Therapeutic Advances in Neurological Disorders (Mar 2021)
Blood pressure variability and outcomes after mechanical thrombectomy based on the recanalization and collateral status
Abstract
Background: Blood pressure (BP), recanalization status, and collateral circulation are important factors for cerebral autoregulation after stroke. We aimed to investigate the association of various BP variability (BPV) parameters with clinical outcomes after mechanical thrombectomy (MT) according to recanalization and collateral status. Methods: We included 502 consecutive patients who underwent MT due to anterior circulation large vessel occlusion stroke at three comprehensive stroke centers. BPV parameters were standard deviation (SD), maximum/minimum BP, coefficient of variation (CV) and successive variation (SV).

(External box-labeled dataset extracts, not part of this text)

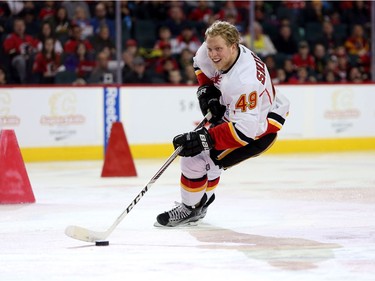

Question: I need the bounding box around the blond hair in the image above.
[205,21,240,46]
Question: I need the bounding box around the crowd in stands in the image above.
[0,0,374,85]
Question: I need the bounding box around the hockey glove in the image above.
[173,127,213,157]
[197,85,226,124]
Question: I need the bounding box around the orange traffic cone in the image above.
[101,122,137,177]
[0,130,35,204]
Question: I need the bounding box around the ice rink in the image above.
[0,152,375,281]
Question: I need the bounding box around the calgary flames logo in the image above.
[211,73,221,85]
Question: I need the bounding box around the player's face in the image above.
[206,36,237,70]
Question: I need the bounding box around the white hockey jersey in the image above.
[194,43,289,150]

The clinical outcomes included 90-day functional outcome assessed by modified Rankin Scale score and symptomatic intracranial hemorrhage (sICH). Results: Among the included patients, 219 (43.6%) achieved good functional outcomes and 59 (11.8%) developed sICH. After adjusting for confounders, higher systolic BP (SBP) variability [CV (odds ratio (OR), 1.089, p = 0.035), SV (OR, 1.082, p = 0.004). and SD (OR, 1.074, p = 0.027)] was associated with a lower likelihood of a favorable outcome. In addition, higher SBP [CV (OR, 1.156, p = 0.001) and SD (OR, 1.118, p = 0.001)] were significantly associated with increased odds of sICH. Moreover, the relationship between BPV and the outcomes depended on recanalization status. However, regardless of collateral status, a higher BPV after MT was associated with worse outcomes. Conclusions: Higher SBP SD and CV during the first 24 h after MT was a powerful predictor of worse clinical outcomes, regardless of the collateral status. However, the effects of BPV on outcomes were more substantial among patients with successful reperfusion.